2. Social Media: Every time you post, repost the link to all your social media. It doesn’t matter if you’re a frequent or infrequent contributor. Share it with all your friends via Facebook, Twitter, Google+ — anything to create buzz. The more your post is clicked, the more hits your blog receives, and comments or retweets will round out your mission from different perspectives.
3. Pictures: If you don’t have images in every post (every post!), you are doing something wrong. These days, all people want to do is flip the channel as soon as something loses their attention, and a wall of text will most assuredly deter them. Only your close friends will read text-only posts, but, if you take the extra step to find photos, link a video or share a GIF, your aesthetic will be dynamic and raring to go.
4. Make it sharp: Don’t bother with patterned themes or bright colors. These can repel specific tastes and express a personality for your blog that you might not have intended. Find something clean, white or off-white with standard font and size. Find one small focal point of visible space for your blog and restrict your wacky design idea to it. Professionalism is the most accessible aesthetic, no matter what you’re blogging about.
5. Regularity: Commit to posting at least once a week, but not too regularly. Consistency is face time on your social media and on your server, so it’s important that your readers don’t forget you’re there. Unless you’re on Tumblr, it’s important not to bombard them with images and ideas several times a day, or they will become annoyed and unsubscribe to your blog. Be reliable to your readers, and they’ll rely on you.

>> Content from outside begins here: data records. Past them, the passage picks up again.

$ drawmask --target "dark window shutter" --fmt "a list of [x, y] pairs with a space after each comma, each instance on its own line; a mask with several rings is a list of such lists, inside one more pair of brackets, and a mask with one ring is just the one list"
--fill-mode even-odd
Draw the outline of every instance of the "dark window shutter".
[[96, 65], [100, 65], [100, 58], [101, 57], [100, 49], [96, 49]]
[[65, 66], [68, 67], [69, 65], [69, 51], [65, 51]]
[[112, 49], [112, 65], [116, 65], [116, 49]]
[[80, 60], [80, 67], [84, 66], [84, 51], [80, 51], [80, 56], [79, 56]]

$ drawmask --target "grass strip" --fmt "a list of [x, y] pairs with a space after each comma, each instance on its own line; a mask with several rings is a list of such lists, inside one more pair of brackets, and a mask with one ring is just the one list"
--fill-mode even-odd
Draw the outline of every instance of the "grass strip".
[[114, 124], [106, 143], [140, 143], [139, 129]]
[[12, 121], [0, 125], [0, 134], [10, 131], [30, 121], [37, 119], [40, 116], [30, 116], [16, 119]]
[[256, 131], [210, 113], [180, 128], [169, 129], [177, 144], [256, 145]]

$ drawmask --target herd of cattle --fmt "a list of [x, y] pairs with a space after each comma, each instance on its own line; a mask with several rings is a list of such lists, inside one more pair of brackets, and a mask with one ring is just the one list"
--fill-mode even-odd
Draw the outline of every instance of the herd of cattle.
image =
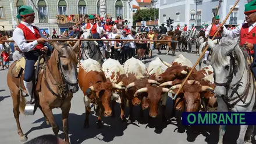
[[[108, 59], [102, 66], [91, 59], [82, 62], [78, 73], [79, 85], [84, 95], [86, 118], [84, 126], [89, 124], [90, 104], [95, 106], [97, 127], [102, 127], [101, 118], [115, 114], [115, 103], [120, 105], [120, 118], [126, 121], [125, 109], [140, 106], [149, 109], [149, 116], [156, 117], [161, 107], [162, 120], [167, 120], [165, 109], [168, 93], [174, 96], [193, 67], [192, 63], [180, 55], [172, 64], [157, 57], [148, 67], [138, 59], [131, 57], [122, 66], [118, 61]], [[173, 109], [178, 111], [214, 110], [216, 99], [213, 69], [211, 65], [194, 70], [180, 92], [173, 100]], [[112, 109], [113, 108], [113, 109]], [[172, 113], [172, 116], [174, 116]]]

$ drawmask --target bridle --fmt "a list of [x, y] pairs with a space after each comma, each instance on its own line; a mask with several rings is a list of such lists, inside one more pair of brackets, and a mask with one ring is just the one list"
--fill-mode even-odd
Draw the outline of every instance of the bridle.
[[[62, 49], [65, 46], [66, 46], [64, 45], [62, 48], [61, 48], [61, 49]], [[67, 93], [69, 92], [69, 90], [68, 88], [68, 85], [75, 86], [75, 85], [77, 85], [78, 80], [77, 80], [77, 81], [74, 83], [72, 83], [72, 82], [69, 82], [69, 81], [67, 81], [65, 78], [65, 77], [62, 71], [62, 69], [61, 66], [61, 57], [66, 58], [66, 56], [62, 55], [58, 51], [58, 59], [56, 59], [56, 56], [55, 56], [55, 62], [56, 62], [56, 63], [57, 63], [57, 69], [59, 70], [59, 74], [61, 77], [61, 82], [60, 83], [59, 83], [57, 81], [56, 81], [54, 79], [54, 75], [52, 75], [52, 73], [51, 72], [50, 69], [49, 69], [49, 67], [48, 66], [48, 65], [49, 64], [48, 64], [49, 61], [48, 61], [47, 62], [47, 64], [45, 66], [46, 68], [45, 68], [45, 70], [44, 70], [44, 80], [45, 80], [45, 84], [46, 84], [48, 89], [51, 91], [51, 92], [54, 95], [56, 96], [57, 98], [58, 98], [61, 99], [61, 106], [59, 107], [58, 107], [58, 108], [59, 108], [62, 106], [63, 101], [65, 100], [65, 98], [67, 98], [68, 96]], [[47, 73], [46, 72], [47, 69], [48, 69]], [[57, 89], [58, 89], [58, 93], [55, 93], [54, 91], [52, 91], [52, 89], [50, 88], [49, 84], [47, 82], [47, 77], [46, 77], [47, 74], [49, 76], [52, 77], [52, 79], [50, 78], [49, 80], [50, 80], [51, 83], [53, 84], [54, 85], [55, 85], [55, 87], [57, 87]], [[54, 81], [55, 81], [56, 82], [54, 82]]]
[[[236, 47], [236, 45], [234, 46]], [[220, 87], [225, 87], [226, 88], [226, 94], [224, 96], [221, 96], [221, 98], [223, 100], [224, 102], [227, 105], [227, 108], [229, 111], [231, 110], [234, 107], [234, 106], [240, 101], [241, 101], [244, 104], [246, 104], [245, 102], [246, 101], [246, 99], [248, 96], [248, 94], [249, 93], [249, 89], [251, 87], [251, 84], [250, 84], [250, 80], [251, 80], [251, 74], [250, 73], [250, 71], [248, 71], [248, 70], [246, 70], [246, 66], [244, 66], [244, 69], [243, 72], [243, 74], [241, 77], [241, 78], [234, 84], [233, 84], [231, 85], [231, 82], [232, 82], [232, 80], [233, 78], [233, 75], [236, 75], [236, 73], [237, 72], [237, 69], [235, 68], [236, 64], [236, 57], [233, 56], [234, 52], [233, 51], [232, 55], [229, 54], [228, 56], [230, 57], [230, 71], [229, 75], [227, 77], [226, 77], [226, 82], [225, 83], [218, 83], [216, 81], [214, 82], [216, 86], [220, 86]], [[237, 90], [239, 89], [239, 88], [240, 87], [242, 87], [241, 84], [243, 84], [242, 82], [241, 82], [241, 80], [242, 80], [242, 78], [243, 77], [243, 75], [244, 74], [244, 71], [246, 70], [247, 72], [247, 84], [246, 86], [246, 88], [244, 91], [241, 93], [239, 94]], [[214, 75], [214, 78], [215, 78], [215, 75]], [[228, 93], [229, 90], [231, 89], [232, 93], [231, 95], [228, 96]], [[237, 95], [237, 96], [233, 97], [234, 94], [236, 93]], [[235, 101], [234, 103], [230, 104], [230, 102], [231, 101], [234, 100], [237, 98], [239, 98], [236, 101]], [[243, 100], [244, 99], [244, 100]], [[248, 103], [247, 103], [248, 104]]]

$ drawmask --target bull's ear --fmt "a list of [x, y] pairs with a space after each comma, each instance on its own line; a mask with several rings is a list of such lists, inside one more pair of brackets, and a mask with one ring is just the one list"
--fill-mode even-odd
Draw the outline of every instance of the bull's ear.
[[99, 92], [99, 98], [101, 99], [102, 98], [103, 95], [104, 95], [105, 89], [102, 89]]

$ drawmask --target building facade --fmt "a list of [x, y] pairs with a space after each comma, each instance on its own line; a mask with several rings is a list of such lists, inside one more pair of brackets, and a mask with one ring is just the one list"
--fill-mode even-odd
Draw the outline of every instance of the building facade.
[[[118, 16], [132, 23], [130, 0], [107, 0], [106, 14], [115, 20]], [[13, 31], [19, 24], [16, 17], [19, 6], [31, 6], [35, 13], [34, 25], [50, 35], [53, 28], [57, 34], [73, 26], [80, 14], [99, 15], [99, 0], [0, 0], [0, 31]], [[62, 19], [65, 22], [60, 22]], [[68, 21], [67, 21], [68, 20]]]
[[[187, 24], [190, 27], [192, 24], [195, 26], [211, 24], [212, 17], [216, 15], [219, 0], [201, 1], [196, 6], [194, 0], [161, 0], [159, 23], [166, 23], [166, 20], [170, 17], [174, 20], [174, 23], [172, 24], [174, 26], [178, 23], [182, 27], [183, 27], [184, 24]], [[243, 23], [245, 19], [244, 1], [239, 1], [225, 24], [235, 25]], [[226, 18], [235, 2], [236, 1], [222, 0], [218, 12], [218, 15], [220, 16], [221, 23]], [[171, 12], [170, 9], [172, 10]], [[197, 15], [197, 21], [195, 21], [195, 15]]]

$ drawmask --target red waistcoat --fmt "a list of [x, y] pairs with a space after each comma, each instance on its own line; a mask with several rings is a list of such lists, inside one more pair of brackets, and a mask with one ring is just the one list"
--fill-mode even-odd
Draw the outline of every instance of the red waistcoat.
[[[210, 37], [214, 37], [214, 34], [215, 34], [216, 31], [217, 31], [217, 27], [215, 24], [213, 24], [212, 25], [211, 30], [210, 31], [210, 33], [209, 34], [209, 35]], [[221, 37], [221, 35], [218, 33], [216, 37]]]
[[[32, 26], [34, 28], [34, 31], [35, 33], [34, 34], [27, 27], [22, 23], [20, 23], [17, 27], [22, 29], [23, 31], [24, 37], [26, 40], [30, 39], [37, 39], [41, 38], [40, 33], [39, 33], [39, 30], [34, 26]], [[38, 44], [33, 50], [40, 49], [44, 47], [42, 44]]]
[[[91, 30], [91, 33], [93, 34], [97, 33], [97, 24], [94, 23], [93, 24], [93, 28]], [[90, 29], [91, 28], [91, 24], [90, 23], [87, 23], [87, 26], [86, 26], [86, 29]]]
[[[249, 31], [249, 26], [248, 23], [245, 23], [243, 25], [240, 30], [240, 46], [243, 46], [246, 42], [255, 44], [256, 44], [256, 27], [254, 27], [253, 30], [251, 30], [250, 33]], [[253, 55], [254, 51], [250, 51], [251, 54]]]
[[187, 31], [187, 27], [183, 27], [183, 31]]
[[105, 24], [105, 26], [104, 26], [105, 30], [106, 32], [109, 32], [111, 30], [112, 27], [112, 26], [111, 24], [109, 24], [108, 26], [106, 24]]

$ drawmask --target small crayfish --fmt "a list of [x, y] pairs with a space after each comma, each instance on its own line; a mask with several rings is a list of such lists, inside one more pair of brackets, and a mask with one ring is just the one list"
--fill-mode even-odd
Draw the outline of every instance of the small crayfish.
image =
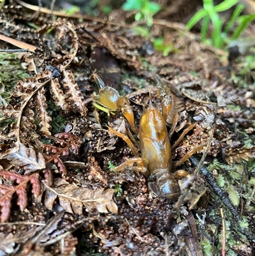
[[[171, 149], [166, 126], [166, 118], [173, 107], [170, 89], [162, 85], [159, 79], [155, 79], [159, 89], [162, 110], [160, 112], [150, 100], [144, 107], [138, 130], [135, 124], [133, 111], [129, 100], [120, 96], [115, 89], [106, 86], [97, 75], [94, 75], [94, 77], [100, 89], [99, 94], [93, 97], [96, 102], [93, 105], [98, 107], [98, 104], [100, 104], [104, 109], [107, 108], [105, 111], [108, 113], [120, 109], [139, 138], [141, 156], [127, 135], [109, 127], [110, 132], [124, 139], [136, 156], [116, 167], [114, 170], [120, 171], [136, 163], [136, 170], [142, 171], [145, 175], [149, 174], [149, 186], [154, 193], [165, 197], [170, 202], [176, 200], [180, 195], [180, 187], [177, 180], [171, 172], [173, 169]], [[102, 107], [99, 106], [99, 109], [102, 109]], [[178, 141], [180, 141], [195, 125], [191, 124], [186, 128]], [[176, 165], [180, 165], [193, 153], [194, 151], [187, 153]]]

6. Converse: Enable commentary on your blog, whether you like it or not. It’s important to build buzz, whether it’s positive or negative feedback. Likewise, comment on other people’s blogs and media so they know your avatar, otherwise they’ll be less inclined to form an opinion on your own posts. Send individual messages to bloggers you truly admire. Chances are they’re just as responsive to fans as you’d be.
7. Follow back: There are a hundred million blogs out there. Spend a few hours searching out other bloggers on your server and introduce yourself. Internet relationships should not be shied away from in the effort to get people to know who you are, so be courteous and show the same interest in other Internet presences as you’d give your own.